EYEWITNESS LOCAL NEWSSUSPECT DESCRIBED AS "HAPPY"
from Eyewitness News Online
Suspect's Co-workers React To News Of Gruesome Murder; Woman's Remains Still Missing
Reported by: Leslie Rubin
Web Producer: Leslie Rubin
Reported: Jan. 20, 2012 10:14 PM EST
Updated: Jan. 20, 2012 10:33 PM EST
Institute , Kanawha County , West Virginia
Police are combing through two states for evidence in a gruesome murder-suicide.
Murder suspect Nathaniel Roy Lawton, 54, allegedly committed suicide while deputies were at his door to serve a search warrant.
They had gone to Lawton's Barron Drive apartment to look for evidence after hearing he had killed a woman, and cut her to pieces with a hacksaw.
Deputies now have reason to believe that the body parts were strewn across West Virginia and Ohio. Investigators spent most of Friday searching for answers in a likely crime of passion that's shaken everyone who knows the couple to their core.
A murder, a dismemberment, and a suicide...a chain of events that's left even the most veteran police in shock.

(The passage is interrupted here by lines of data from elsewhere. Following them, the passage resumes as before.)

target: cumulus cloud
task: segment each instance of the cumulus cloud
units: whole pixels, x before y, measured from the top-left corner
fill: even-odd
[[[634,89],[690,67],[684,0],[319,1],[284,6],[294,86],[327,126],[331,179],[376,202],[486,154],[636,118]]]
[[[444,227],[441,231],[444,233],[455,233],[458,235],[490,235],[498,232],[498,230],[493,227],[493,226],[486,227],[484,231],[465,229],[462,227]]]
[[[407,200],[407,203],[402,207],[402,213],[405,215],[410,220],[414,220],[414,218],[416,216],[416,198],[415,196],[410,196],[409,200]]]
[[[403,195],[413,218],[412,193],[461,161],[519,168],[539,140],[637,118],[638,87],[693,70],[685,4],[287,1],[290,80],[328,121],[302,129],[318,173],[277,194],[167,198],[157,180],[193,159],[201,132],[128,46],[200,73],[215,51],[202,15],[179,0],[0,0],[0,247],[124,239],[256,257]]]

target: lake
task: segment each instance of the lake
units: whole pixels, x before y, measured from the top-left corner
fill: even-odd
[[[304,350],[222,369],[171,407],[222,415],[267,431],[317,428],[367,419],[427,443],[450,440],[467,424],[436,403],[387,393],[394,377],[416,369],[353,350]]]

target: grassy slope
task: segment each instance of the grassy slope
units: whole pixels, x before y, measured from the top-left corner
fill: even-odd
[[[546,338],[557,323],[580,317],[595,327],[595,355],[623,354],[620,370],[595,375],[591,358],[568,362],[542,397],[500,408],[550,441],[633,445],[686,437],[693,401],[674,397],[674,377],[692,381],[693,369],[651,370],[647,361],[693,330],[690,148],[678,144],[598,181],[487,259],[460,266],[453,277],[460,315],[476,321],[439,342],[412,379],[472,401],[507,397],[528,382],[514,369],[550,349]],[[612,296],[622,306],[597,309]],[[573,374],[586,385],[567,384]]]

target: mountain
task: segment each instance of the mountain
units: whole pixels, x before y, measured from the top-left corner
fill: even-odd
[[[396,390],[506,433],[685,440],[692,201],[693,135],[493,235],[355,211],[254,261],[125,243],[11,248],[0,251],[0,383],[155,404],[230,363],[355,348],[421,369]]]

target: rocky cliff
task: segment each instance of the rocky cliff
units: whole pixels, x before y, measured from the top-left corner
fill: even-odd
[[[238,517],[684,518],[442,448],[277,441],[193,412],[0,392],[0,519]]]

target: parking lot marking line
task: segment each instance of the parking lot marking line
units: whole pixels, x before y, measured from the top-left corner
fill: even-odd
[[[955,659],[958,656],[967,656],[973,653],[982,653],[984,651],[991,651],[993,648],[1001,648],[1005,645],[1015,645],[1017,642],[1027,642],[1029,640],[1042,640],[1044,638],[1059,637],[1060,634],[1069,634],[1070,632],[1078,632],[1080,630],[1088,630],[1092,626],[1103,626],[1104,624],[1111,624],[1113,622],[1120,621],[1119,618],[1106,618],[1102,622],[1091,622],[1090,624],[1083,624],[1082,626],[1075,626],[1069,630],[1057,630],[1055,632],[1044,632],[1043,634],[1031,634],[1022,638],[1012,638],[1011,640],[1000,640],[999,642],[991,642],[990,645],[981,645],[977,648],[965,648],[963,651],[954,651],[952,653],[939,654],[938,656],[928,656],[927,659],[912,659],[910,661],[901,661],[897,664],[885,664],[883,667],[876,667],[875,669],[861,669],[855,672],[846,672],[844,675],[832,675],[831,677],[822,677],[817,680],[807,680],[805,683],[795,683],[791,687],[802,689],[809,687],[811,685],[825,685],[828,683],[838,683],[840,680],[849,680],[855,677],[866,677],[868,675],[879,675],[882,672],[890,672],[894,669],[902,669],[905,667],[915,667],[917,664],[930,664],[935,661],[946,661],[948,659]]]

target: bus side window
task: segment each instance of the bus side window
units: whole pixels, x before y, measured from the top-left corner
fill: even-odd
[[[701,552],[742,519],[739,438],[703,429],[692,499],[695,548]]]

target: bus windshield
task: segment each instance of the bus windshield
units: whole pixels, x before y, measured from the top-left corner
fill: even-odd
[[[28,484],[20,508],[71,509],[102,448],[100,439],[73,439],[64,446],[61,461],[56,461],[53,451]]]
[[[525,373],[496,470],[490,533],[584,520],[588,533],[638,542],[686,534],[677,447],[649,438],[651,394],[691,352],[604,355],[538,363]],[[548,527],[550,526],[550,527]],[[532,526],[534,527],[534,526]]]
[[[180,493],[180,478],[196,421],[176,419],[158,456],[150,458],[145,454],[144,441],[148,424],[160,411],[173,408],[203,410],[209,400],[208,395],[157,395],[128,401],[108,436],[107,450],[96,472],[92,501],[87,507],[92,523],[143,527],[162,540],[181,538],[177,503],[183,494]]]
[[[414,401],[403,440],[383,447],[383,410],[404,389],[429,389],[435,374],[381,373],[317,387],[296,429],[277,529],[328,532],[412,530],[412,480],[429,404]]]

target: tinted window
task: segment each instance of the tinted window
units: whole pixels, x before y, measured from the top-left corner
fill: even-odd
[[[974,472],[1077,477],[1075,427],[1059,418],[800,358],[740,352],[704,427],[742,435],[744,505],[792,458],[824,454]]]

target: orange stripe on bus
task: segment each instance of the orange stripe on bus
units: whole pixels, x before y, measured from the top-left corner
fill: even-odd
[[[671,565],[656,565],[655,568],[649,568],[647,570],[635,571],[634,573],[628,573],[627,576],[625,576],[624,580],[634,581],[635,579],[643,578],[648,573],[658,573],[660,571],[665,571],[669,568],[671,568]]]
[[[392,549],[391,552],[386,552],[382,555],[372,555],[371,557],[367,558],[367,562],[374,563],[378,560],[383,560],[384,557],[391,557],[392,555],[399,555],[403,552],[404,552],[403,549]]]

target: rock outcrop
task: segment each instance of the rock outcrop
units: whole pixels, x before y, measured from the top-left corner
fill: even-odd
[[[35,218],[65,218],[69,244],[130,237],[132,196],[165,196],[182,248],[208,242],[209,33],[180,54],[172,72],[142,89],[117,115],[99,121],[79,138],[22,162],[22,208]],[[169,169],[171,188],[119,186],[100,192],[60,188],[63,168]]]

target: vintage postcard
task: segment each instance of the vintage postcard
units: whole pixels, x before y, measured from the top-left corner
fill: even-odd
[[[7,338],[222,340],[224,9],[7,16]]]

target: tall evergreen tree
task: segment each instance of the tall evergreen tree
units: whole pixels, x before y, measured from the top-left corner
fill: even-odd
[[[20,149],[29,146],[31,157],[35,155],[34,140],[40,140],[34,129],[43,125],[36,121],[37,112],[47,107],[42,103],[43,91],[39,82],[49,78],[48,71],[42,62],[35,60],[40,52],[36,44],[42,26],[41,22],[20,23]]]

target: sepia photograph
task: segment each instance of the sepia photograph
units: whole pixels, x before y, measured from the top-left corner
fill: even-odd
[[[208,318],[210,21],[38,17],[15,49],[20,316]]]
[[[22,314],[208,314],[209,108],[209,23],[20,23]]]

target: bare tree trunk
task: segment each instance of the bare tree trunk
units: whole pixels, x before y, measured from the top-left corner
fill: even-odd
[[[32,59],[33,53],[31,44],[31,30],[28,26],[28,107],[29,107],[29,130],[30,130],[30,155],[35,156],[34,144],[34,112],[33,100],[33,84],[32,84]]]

"This is one of the worst cases we've seen," explained Chief Deputy John Rutherford of the Kanawha County Sheriff's Office. "We have a task in front of us now to try and locate the rest of the remains," he said in a news conference on Friday.
Deputies say Lawton killed his girlfriend, Carol Ann Rhim, 53, sometime on Tuesday, then dismembered her body in the bathtub of their Institute apartment.

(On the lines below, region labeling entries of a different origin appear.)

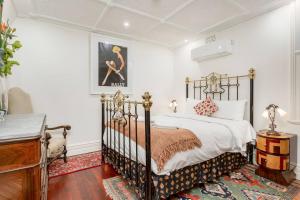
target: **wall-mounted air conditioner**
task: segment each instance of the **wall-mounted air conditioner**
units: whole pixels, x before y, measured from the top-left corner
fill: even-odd
[[[233,50],[232,40],[215,41],[192,50],[192,60],[204,61],[222,56],[231,55]]]

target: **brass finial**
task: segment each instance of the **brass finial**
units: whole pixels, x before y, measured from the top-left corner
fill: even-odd
[[[145,94],[142,96],[143,97],[143,106],[146,111],[150,111],[150,108],[152,106],[152,101],[151,101],[151,95],[149,92],[145,92]]]
[[[255,79],[255,69],[254,68],[249,69],[248,76],[249,76],[250,79]]]
[[[106,95],[103,93],[101,94],[101,103],[105,103]]]
[[[185,84],[189,84],[190,83],[190,78],[189,77],[186,77],[185,78]]]

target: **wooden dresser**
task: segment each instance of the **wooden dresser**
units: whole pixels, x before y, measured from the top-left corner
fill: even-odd
[[[8,115],[0,122],[0,200],[47,199],[45,119]]]
[[[277,136],[260,131],[256,137],[256,149],[257,175],[282,185],[288,185],[295,179],[291,163],[297,163],[296,135],[281,132]]]

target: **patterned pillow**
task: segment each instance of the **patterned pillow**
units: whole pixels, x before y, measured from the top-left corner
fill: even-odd
[[[211,116],[218,111],[217,105],[210,97],[207,97],[204,101],[201,101],[194,107],[198,115]]]

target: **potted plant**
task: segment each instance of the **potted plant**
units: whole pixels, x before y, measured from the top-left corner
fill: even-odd
[[[19,65],[13,57],[14,53],[22,47],[21,42],[14,39],[16,29],[10,27],[8,20],[6,23],[2,20],[3,1],[0,0],[0,111],[2,111],[0,120],[1,114],[6,114],[8,109],[6,79],[12,74],[13,66]]]

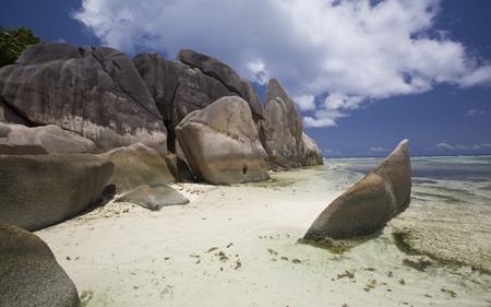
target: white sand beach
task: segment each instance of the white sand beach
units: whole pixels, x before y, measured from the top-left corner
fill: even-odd
[[[108,203],[36,232],[83,306],[489,306],[490,278],[431,265],[384,233],[342,255],[299,244],[356,175],[316,168],[232,187],[179,184],[190,204]],[[403,213],[404,214],[404,213]]]

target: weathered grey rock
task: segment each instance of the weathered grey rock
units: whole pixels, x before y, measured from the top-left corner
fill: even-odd
[[[39,237],[0,224],[0,306],[80,306],[75,285]]]
[[[0,122],[0,154],[77,154],[95,152],[94,142],[58,126],[28,128]]]
[[[132,61],[106,47],[29,46],[0,69],[1,102],[34,125],[56,125],[104,151],[142,142],[166,155],[166,129]]]
[[[335,199],[304,238],[328,243],[371,235],[409,205],[410,192],[409,142],[404,140],[374,170]]]
[[[99,202],[112,163],[87,155],[0,155],[0,223],[37,231]]]
[[[197,68],[204,74],[216,79],[231,93],[239,95],[248,102],[255,118],[263,118],[263,105],[252,85],[240,78],[239,74],[226,63],[212,56],[197,54],[190,49],[180,50],[176,56],[176,60],[181,61],[191,68]]]
[[[251,108],[240,97],[223,97],[191,113],[176,137],[197,179],[231,185],[270,178]]]
[[[322,165],[315,142],[303,133],[297,106],[276,79],[266,91],[261,142],[268,155],[270,168]]]
[[[99,155],[115,164],[109,184],[118,193],[124,193],[142,185],[176,182],[165,160],[151,147],[134,143]]]
[[[263,106],[252,85],[219,60],[181,50],[177,61],[155,52],[143,52],[133,63],[155,99],[168,131],[168,150],[176,153],[175,128],[194,110],[225,96],[240,96],[251,106],[255,121],[263,117]]]
[[[120,196],[115,202],[132,202],[157,211],[167,205],[188,204],[189,199],[166,185],[143,185]]]

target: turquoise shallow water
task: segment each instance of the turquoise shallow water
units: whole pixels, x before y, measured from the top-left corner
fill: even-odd
[[[381,161],[326,160],[324,172],[361,179]],[[491,156],[411,157],[411,203],[388,226],[421,253],[491,272]]]

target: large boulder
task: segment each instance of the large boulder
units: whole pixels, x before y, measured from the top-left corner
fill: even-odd
[[[197,179],[231,185],[270,178],[251,108],[240,97],[223,97],[191,113],[176,137]]]
[[[263,117],[261,99],[252,85],[221,61],[183,49],[176,61],[155,52],[133,58],[140,75],[157,104],[168,131],[168,150],[176,153],[175,128],[194,110],[200,110],[225,96],[239,96],[248,102],[253,118]]]
[[[176,182],[166,161],[154,150],[142,143],[119,147],[99,155],[113,163],[109,184],[118,193],[124,193],[142,185],[166,185]]]
[[[97,204],[112,163],[93,155],[0,155],[0,223],[37,231]]]
[[[0,306],[80,306],[75,285],[39,237],[0,224]]]
[[[261,141],[268,155],[270,168],[289,169],[322,165],[315,142],[303,133],[297,106],[276,79],[267,85]]]
[[[242,97],[251,106],[254,119],[263,118],[263,105],[252,85],[226,63],[212,56],[195,52],[190,49],[182,49],[176,56],[176,60],[181,61],[191,68],[197,68],[204,74],[216,79],[224,84],[231,93]]]
[[[94,142],[58,126],[29,128],[0,122],[0,154],[82,154],[95,152]]]
[[[160,208],[167,205],[189,203],[189,199],[166,185],[143,185],[125,192],[113,201],[132,202],[153,211],[160,210]]]
[[[404,140],[374,170],[335,199],[304,238],[330,243],[371,235],[406,210],[410,192],[409,142]]]
[[[35,126],[56,125],[101,150],[142,142],[166,155],[166,128],[132,61],[107,47],[29,46],[0,69],[1,102]]]

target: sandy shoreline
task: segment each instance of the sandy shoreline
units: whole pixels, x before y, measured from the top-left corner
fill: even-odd
[[[343,255],[298,244],[354,184],[323,189],[322,176],[313,168],[255,185],[176,185],[190,204],[153,212],[109,203],[36,235],[84,306],[489,306],[488,276],[404,265],[418,257],[397,249],[390,227]]]

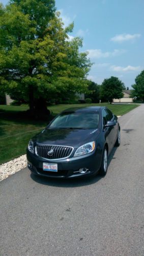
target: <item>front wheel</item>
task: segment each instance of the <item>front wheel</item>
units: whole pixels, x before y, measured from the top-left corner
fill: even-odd
[[[120,134],[120,130],[119,129],[118,135],[114,146],[119,146],[120,143],[121,143],[121,134]]]
[[[99,173],[102,176],[106,175],[107,170],[107,151],[105,147],[102,154],[101,165]]]

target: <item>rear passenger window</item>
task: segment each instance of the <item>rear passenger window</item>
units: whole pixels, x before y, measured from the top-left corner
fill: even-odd
[[[113,118],[113,115],[112,112],[111,112],[110,110],[108,110],[108,109],[106,109],[106,111],[108,114],[107,115],[107,121],[111,121],[112,118]]]

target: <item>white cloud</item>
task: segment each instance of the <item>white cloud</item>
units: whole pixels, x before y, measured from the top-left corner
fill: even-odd
[[[126,52],[126,51],[123,49],[114,49],[113,52],[102,52],[101,49],[90,49],[88,50],[88,51],[90,58],[108,58],[118,56]]]
[[[84,36],[89,32],[89,29],[86,29],[86,30],[82,30],[82,29],[79,29],[77,33],[76,33],[76,36],[80,36],[81,37],[82,37]]]
[[[73,38],[74,38],[74,37],[73,35],[68,35],[68,36],[69,37],[68,41],[71,41]]]
[[[108,67],[110,65],[109,63],[98,63],[97,64],[94,64],[93,67],[96,68],[105,68],[105,67]]]
[[[140,34],[121,34],[116,35],[110,39],[111,41],[117,42],[122,42],[126,41],[133,41],[136,38],[140,37]]]
[[[119,72],[127,72],[127,71],[138,71],[141,70],[142,67],[140,66],[137,67],[134,67],[132,66],[127,66],[126,67],[121,67],[121,66],[112,66],[110,67],[110,69],[113,71],[119,71]]]
[[[76,17],[76,16],[75,15],[72,18],[71,18],[69,16],[64,13],[64,11],[63,9],[59,10],[58,11],[60,12],[61,13],[60,17],[62,18],[63,22],[64,23],[64,28],[67,27],[71,23],[72,23]]]

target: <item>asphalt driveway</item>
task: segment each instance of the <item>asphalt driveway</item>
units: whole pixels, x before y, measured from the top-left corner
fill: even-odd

An informant went to police, and deputies soon learned that Lawton bought a hacksaw and tarp from Advance Auto Parts in Dunbar.
Armed with a search warrant, they closed in, but deputies say Lawton shot himself in the head as they knocked on his door Thursday night.
"He just was extremely jealous. Obsessed with her," explained her brother, Teddy Rhim. Sitting in shock after hearing the news, he is unable to cope with the horrific way his sister was murdered.
"Mad comes first, helpless...to the point where she was probably calling out for me for help," he told Eyewitness News.
"This was a total shock," said Wayne Gherke who worked with Lawton for over a decade. Lawton worked for nearly 20 years as a custodian at the mail processing plant at Southridge in South Charleston.
He was described as a "gentle giant," and a man with no criminal history. Co-workers said he was a "happy" person.
"It's like the sun rising in the west, and setting in the east. Totally out of character for what happened," said Gherke.
Deputies found Rhim's head and hands in the trunk of Lawton's car, which they believe was an attempt to conceal her identity if the rest of her remains were discovered.
"What type of person, against someone they love goes out and shops for tarp, saw, and have the conscience to get an extra blade to hide what they've done?" said Rhim's brother.
Lawton's 87-year-old mother also lived in the apartment, but she is nearly comatose and unable to provide police with any information. Lawton left a hastily written note for police on how to care for her, but that was all it said.